2. The apparatus according to claim 1, wherein the storage region comprises a first storage region and a second storage region; a capacity of the first storage region approximates the second image data amount, and a capacity of the second storage region is smaller than the first image data amount; the reference image is stored in the first storage region, and the target frame is partly stored in the second storage region and partly selectively stored in the first storage region to overwrite a part of the reference frame; and the overwritten part of the reference frame is associated with the part of the target frame stored in the second storage region.

3. The apparatus according to claim 2, further comprising:

a memory controller, configured to integrate and store the target frame completely in the first storage region to serve as the reference frame of another target frame.

4. The apparatus according to claim 1, wherein the target frame is encoded according to the reference frame, and the processor reconstructs the target frame.

5. The apparatus according to claim 4, wherein the processor reconstructs the target frame according to a motion vector of the reference frame.

6. The apparatus according to claim 1, wherein the processor comprises a decoder, configured to decode the target frame according to the reference frame.

7. The apparatus according to claim 1, wherein the target frame is a P-frame (predictive frame) or a B-frame (bi-prediction frame).

8. The apparatus according to claim 1, wherein the overwritten part of the reference frame is provided for generating a part of the target frame before being overwritten.

9. The apparatus according to claim 1, wherein after the processor has the target frame selectively overwrite the part of the reference frame, the target frame is completely stored in the storage region.

10. An image processing method cooperating with a memory, the memory comprising a first storage region and a second storage region, the method comprising:

a) storing a reference frame into the first storage region;

b) generating a first part of a target frame according to the reference frame, and writing the first part into the second storage region; and

c) generating a second part of the target frame according to the reference frame, and writing the second part into the first storage region to overwrite a part of the reference frame; wherein the overwritten part of the reference frame is associated with the first part of the target frame.

11. The method according to claim 10, wherein the target frame has a first image data amount, the reference image has a second image data amount, a capacity of the first storage region approximates the second image data amount, and a capacity of the second storage region is smaller than the first image data amount.

12. The method according to claim 10, further comprising:

d) integrating and storing the target frame to the first storage region after the target frame is completely generated to serve as the reference frame of another target frame.

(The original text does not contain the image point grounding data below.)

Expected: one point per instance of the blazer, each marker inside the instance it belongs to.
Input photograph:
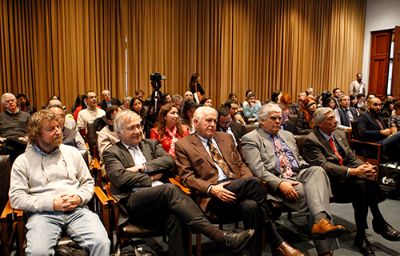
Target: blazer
(259, 154)
(198, 170)
(117, 159)
(319, 152)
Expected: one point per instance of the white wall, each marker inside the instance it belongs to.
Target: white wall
(381, 14)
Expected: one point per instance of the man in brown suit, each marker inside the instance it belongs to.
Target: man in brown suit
(208, 162)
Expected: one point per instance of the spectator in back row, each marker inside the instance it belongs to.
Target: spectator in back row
(13, 124)
(89, 114)
(107, 100)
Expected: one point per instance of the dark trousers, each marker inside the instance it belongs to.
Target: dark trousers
(168, 208)
(362, 194)
(250, 206)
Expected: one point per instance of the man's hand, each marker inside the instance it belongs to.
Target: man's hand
(221, 193)
(386, 132)
(66, 202)
(364, 171)
(288, 191)
(136, 168)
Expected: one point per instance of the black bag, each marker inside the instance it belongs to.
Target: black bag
(389, 179)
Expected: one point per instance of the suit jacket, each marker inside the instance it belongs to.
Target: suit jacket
(114, 101)
(259, 154)
(117, 158)
(368, 129)
(198, 170)
(319, 152)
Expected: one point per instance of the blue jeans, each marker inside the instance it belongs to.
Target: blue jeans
(44, 229)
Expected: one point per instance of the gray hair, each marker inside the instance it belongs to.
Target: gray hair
(202, 111)
(320, 115)
(267, 109)
(3, 97)
(122, 117)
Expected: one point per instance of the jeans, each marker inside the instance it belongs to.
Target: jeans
(44, 229)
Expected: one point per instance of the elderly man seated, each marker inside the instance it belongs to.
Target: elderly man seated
(351, 178)
(134, 166)
(272, 155)
(13, 124)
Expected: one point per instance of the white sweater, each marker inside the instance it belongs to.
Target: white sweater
(37, 178)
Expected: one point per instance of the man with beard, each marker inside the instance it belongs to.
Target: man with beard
(372, 128)
(351, 178)
(53, 184)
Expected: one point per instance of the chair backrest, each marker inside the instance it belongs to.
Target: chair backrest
(5, 170)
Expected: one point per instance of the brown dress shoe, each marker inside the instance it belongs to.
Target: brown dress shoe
(324, 228)
(284, 249)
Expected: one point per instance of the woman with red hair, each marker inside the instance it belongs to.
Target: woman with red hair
(168, 129)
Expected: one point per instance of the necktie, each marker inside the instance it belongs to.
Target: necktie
(138, 156)
(219, 160)
(284, 163)
(332, 143)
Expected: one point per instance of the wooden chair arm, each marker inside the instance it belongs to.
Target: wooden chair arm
(177, 181)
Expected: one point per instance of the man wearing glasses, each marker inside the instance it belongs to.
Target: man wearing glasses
(372, 128)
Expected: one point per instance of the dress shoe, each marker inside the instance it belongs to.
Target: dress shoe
(236, 241)
(284, 249)
(384, 229)
(364, 246)
(324, 228)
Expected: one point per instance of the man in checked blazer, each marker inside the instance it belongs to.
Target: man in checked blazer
(226, 188)
(352, 179)
(268, 150)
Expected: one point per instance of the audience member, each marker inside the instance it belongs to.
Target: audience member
(70, 137)
(273, 156)
(196, 88)
(233, 108)
(209, 163)
(357, 86)
(351, 179)
(13, 124)
(345, 115)
(250, 107)
(130, 164)
(107, 100)
(24, 104)
(225, 124)
(372, 128)
(107, 137)
(89, 114)
(188, 108)
(168, 129)
(53, 184)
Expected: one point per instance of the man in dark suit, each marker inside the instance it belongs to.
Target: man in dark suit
(208, 162)
(370, 127)
(272, 154)
(134, 166)
(351, 178)
(107, 101)
(225, 124)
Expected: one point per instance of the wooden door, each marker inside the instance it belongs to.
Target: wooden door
(379, 62)
(396, 64)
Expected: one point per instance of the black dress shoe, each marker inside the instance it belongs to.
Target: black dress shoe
(364, 246)
(384, 229)
(236, 241)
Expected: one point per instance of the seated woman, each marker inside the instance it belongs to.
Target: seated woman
(137, 107)
(169, 129)
(305, 120)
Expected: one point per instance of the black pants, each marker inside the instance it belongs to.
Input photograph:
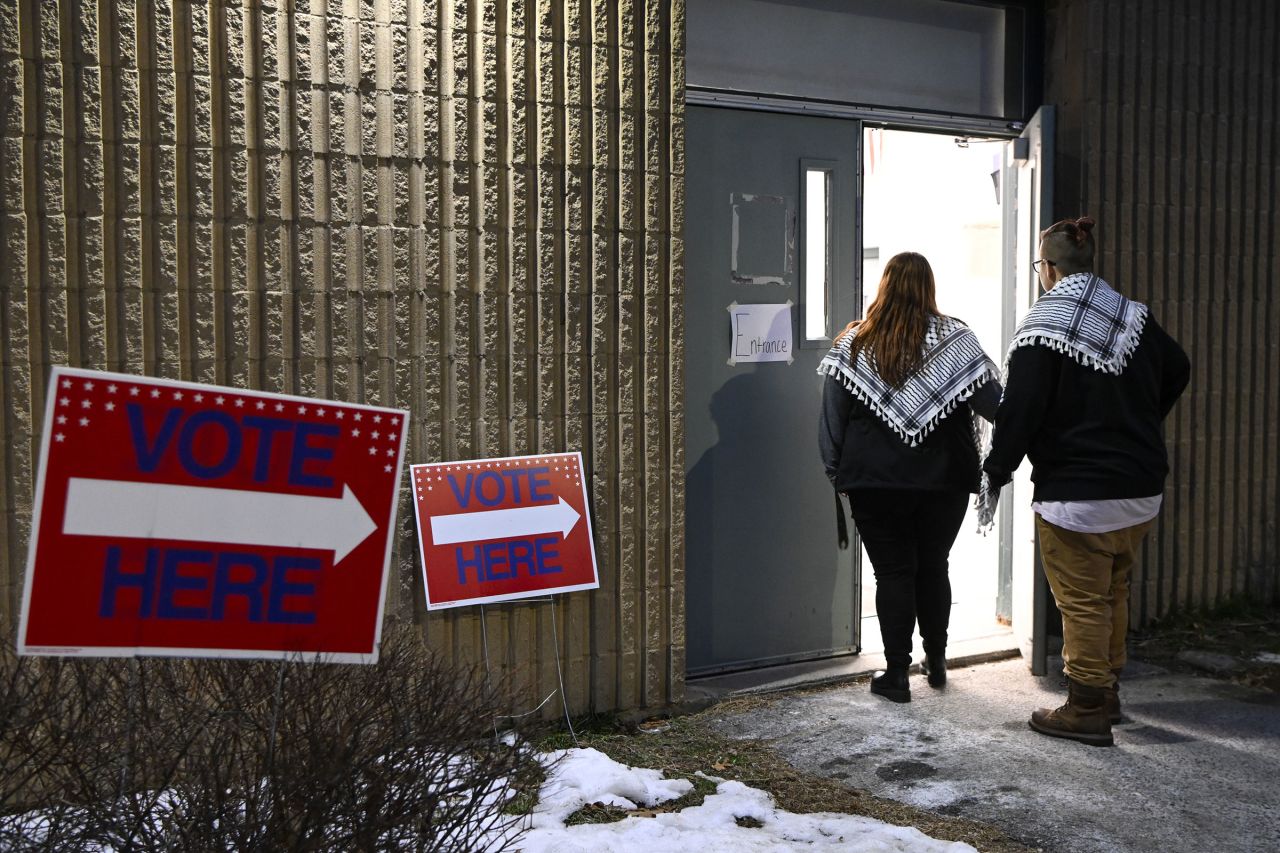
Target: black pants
(908, 534)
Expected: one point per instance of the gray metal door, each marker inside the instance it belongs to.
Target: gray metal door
(1028, 196)
(766, 582)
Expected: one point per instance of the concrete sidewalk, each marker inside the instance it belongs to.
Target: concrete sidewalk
(1196, 766)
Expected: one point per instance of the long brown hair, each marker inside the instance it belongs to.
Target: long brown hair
(897, 319)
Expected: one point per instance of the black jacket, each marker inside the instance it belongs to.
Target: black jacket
(1091, 436)
(860, 451)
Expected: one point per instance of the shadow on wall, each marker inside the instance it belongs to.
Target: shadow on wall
(749, 594)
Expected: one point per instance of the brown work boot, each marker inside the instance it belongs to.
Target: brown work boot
(1112, 699)
(1084, 716)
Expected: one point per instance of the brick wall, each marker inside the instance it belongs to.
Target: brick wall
(1168, 136)
(466, 208)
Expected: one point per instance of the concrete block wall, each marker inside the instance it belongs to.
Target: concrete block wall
(1168, 136)
(471, 209)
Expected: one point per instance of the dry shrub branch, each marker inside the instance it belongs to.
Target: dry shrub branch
(219, 755)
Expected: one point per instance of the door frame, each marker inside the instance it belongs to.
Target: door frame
(1016, 135)
(848, 186)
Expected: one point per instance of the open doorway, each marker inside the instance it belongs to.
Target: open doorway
(938, 195)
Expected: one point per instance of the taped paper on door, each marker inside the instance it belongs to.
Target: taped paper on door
(760, 332)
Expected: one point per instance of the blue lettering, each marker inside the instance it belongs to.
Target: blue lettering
(173, 583)
(513, 478)
(187, 441)
(282, 587)
(251, 588)
(490, 477)
(268, 427)
(494, 557)
(472, 562)
(114, 579)
(545, 550)
(465, 495)
(305, 452)
(149, 455)
(524, 559)
(540, 484)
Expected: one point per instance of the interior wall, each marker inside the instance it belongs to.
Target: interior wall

13. The method according to claim 10, wherein the target frame is encoded according to the reference frame, and step (b) and step (c) comprise reconstructing the target frame.

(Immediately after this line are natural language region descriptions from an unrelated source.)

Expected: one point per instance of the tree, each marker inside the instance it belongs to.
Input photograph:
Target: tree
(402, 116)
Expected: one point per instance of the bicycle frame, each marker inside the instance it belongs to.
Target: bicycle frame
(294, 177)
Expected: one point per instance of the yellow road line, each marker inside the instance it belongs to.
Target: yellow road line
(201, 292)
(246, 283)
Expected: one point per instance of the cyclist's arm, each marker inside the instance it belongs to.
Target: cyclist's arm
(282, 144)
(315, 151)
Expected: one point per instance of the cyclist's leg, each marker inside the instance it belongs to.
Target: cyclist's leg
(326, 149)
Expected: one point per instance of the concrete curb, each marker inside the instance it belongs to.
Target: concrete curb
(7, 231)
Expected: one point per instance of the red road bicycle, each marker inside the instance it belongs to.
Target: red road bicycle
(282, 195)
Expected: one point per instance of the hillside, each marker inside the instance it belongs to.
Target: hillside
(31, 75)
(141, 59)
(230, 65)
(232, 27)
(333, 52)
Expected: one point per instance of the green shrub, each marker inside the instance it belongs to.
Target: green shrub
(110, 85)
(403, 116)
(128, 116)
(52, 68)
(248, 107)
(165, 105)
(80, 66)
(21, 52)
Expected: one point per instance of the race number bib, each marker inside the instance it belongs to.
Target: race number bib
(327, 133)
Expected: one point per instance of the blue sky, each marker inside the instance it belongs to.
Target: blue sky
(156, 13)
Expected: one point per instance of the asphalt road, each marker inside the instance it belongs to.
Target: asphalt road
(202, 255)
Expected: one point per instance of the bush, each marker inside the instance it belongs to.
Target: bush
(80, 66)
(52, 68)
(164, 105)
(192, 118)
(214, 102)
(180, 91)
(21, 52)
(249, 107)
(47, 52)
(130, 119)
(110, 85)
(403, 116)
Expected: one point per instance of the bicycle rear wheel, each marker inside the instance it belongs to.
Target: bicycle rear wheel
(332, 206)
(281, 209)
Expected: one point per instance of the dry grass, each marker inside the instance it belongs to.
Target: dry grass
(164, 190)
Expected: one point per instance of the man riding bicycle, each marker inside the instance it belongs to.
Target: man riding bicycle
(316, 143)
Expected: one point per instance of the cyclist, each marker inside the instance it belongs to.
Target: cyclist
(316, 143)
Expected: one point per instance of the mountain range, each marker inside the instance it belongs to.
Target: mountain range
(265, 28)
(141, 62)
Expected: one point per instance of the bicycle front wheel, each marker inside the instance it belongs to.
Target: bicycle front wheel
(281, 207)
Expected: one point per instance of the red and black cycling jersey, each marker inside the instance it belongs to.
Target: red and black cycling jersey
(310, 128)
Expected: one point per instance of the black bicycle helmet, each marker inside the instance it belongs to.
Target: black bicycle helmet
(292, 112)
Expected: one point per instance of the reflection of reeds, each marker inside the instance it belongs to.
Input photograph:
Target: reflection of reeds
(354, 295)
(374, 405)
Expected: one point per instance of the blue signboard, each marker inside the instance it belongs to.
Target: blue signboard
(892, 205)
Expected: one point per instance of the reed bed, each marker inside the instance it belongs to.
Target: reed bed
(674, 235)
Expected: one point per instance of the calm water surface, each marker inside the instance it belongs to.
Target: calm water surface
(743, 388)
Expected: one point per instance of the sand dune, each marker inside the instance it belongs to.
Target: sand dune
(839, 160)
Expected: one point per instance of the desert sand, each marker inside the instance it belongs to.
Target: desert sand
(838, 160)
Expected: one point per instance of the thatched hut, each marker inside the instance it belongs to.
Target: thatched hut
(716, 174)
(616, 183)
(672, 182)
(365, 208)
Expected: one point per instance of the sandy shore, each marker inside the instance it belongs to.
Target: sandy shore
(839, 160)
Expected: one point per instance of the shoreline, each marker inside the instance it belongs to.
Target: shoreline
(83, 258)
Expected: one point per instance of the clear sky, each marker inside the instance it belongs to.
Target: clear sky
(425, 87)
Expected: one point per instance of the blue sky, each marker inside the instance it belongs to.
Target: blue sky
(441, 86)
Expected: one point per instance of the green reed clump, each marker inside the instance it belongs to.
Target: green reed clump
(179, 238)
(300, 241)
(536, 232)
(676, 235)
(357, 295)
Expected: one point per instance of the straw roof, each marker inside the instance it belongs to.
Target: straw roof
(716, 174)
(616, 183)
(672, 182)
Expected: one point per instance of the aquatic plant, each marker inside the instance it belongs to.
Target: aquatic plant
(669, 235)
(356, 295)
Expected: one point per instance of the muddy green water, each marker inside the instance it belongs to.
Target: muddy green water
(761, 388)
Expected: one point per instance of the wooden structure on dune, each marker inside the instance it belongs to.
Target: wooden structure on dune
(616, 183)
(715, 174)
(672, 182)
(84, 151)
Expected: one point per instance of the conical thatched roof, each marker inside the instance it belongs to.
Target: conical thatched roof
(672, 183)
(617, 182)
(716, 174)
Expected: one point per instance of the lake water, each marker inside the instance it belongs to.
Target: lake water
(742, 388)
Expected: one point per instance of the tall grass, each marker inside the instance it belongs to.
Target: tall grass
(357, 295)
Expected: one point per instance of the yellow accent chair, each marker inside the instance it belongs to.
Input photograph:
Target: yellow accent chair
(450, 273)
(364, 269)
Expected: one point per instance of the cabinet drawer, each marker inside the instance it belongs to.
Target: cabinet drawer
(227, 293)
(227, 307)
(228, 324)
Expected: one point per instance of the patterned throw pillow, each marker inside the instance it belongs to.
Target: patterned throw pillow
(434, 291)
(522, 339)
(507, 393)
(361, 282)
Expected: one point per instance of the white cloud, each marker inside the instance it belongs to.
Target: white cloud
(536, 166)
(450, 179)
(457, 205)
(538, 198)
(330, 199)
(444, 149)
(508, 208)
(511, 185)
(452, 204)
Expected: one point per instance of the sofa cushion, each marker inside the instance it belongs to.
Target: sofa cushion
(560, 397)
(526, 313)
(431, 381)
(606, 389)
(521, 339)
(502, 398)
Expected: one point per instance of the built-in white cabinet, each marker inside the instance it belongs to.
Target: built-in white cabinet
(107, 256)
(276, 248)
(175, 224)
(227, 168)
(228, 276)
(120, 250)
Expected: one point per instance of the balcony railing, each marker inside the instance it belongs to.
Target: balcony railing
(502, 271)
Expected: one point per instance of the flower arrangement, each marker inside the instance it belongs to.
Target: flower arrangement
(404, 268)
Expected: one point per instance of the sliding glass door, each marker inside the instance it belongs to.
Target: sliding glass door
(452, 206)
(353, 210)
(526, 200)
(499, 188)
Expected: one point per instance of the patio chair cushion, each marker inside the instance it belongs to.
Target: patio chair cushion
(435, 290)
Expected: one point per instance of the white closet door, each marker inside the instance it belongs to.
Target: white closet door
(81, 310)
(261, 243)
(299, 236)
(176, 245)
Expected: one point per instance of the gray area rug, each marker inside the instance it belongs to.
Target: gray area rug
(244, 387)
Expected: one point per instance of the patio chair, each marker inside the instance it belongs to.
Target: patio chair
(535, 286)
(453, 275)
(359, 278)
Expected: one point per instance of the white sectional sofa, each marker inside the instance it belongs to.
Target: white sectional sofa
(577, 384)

14. The method according to claim 13, wherein step (b) and step (c) respectively comprise reconstructing the first part and the second part of the target frame according to a motion vector corresponding to the reference frame.

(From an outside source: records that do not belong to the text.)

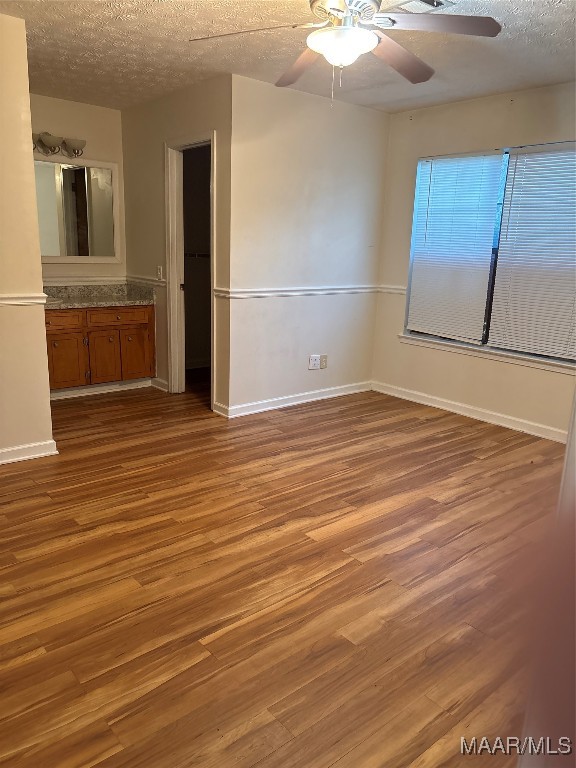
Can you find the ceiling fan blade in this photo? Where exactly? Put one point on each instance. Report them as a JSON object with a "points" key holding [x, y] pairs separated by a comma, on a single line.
{"points": [[305, 60], [259, 29], [405, 63], [483, 26]]}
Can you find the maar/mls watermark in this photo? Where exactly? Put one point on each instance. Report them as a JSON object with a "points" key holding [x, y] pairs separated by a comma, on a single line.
{"points": [[513, 745]]}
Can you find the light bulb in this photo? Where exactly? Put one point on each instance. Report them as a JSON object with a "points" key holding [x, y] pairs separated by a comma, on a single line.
{"points": [[341, 46]]}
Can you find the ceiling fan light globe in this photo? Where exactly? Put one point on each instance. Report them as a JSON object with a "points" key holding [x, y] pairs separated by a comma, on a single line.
{"points": [[341, 46]]}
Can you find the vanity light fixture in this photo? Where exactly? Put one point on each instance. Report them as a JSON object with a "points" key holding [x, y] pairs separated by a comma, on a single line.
{"points": [[52, 145], [73, 147], [48, 144]]}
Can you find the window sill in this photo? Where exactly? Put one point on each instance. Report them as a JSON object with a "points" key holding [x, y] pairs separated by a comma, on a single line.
{"points": [[515, 358]]}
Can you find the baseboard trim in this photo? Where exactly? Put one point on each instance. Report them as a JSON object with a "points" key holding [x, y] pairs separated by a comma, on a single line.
{"points": [[28, 451], [282, 402], [501, 419], [99, 389]]}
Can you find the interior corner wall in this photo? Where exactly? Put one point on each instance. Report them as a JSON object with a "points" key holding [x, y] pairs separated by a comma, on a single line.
{"points": [[306, 199], [181, 118], [25, 420], [101, 127], [535, 399]]}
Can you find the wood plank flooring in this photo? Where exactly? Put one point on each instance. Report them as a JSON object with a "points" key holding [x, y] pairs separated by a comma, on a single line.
{"points": [[341, 583]]}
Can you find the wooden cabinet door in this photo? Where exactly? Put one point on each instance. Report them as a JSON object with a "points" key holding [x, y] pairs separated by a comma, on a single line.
{"points": [[135, 353], [104, 356], [67, 360]]}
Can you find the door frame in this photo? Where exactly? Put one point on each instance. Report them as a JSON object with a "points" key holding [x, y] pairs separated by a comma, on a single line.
{"points": [[174, 180]]}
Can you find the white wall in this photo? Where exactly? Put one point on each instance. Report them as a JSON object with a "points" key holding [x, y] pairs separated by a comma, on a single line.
{"points": [[25, 421], [102, 129], [305, 217], [183, 117], [527, 397]]}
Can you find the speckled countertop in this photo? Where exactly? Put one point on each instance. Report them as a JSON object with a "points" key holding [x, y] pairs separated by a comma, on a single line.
{"points": [[113, 295]]}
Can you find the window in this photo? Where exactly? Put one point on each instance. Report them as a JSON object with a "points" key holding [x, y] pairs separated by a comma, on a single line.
{"points": [[493, 257]]}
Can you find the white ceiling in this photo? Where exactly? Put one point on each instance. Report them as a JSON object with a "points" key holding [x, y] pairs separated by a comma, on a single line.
{"points": [[117, 53]]}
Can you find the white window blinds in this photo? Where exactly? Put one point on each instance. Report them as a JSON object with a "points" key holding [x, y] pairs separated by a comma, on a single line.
{"points": [[452, 239], [534, 304]]}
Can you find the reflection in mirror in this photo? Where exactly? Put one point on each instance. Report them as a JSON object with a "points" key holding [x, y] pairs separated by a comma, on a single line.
{"points": [[75, 210]]}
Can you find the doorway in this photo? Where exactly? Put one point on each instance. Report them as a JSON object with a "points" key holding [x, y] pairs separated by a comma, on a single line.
{"points": [[196, 173], [190, 230]]}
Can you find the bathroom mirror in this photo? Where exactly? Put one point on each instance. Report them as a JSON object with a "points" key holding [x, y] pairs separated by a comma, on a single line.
{"points": [[76, 207]]}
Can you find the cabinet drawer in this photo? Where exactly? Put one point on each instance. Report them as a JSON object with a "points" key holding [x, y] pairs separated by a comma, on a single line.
{"points": [[117, 316], [63, 319]]}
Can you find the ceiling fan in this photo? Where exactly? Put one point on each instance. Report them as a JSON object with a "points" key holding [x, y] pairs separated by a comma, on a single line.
{"points": [[351, 28]]}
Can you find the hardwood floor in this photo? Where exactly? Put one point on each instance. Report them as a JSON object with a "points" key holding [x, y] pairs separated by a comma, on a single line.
{"points": [[341, 583]]}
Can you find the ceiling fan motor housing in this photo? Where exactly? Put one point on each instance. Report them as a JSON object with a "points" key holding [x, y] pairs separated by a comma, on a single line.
{"points": [[365, 9]]}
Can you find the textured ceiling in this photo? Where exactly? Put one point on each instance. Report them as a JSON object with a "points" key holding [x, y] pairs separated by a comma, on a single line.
{"points": [[117, 53]]}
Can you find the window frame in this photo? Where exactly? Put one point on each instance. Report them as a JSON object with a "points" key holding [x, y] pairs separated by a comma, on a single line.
{"points": [[564, 365]]}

15. The method according to claim 10, wherein step (b) and step (c) comprise decoding the target frame according to the reference frame.

16. The method according to claim 10, wherein the target frame is a P-frame (predictive frame) or a B-frame (bi-predictive frame).

17. The method according to claim 10, wherein the overwritten part of the reference frame is provided for generating a part of the target frame before step (c) overwrites the part of the reference frame.

18. The method according to claim 10, wherein the target frame is completely stored in the storage region after step (c) overwrites the overwritten part of the reference frame.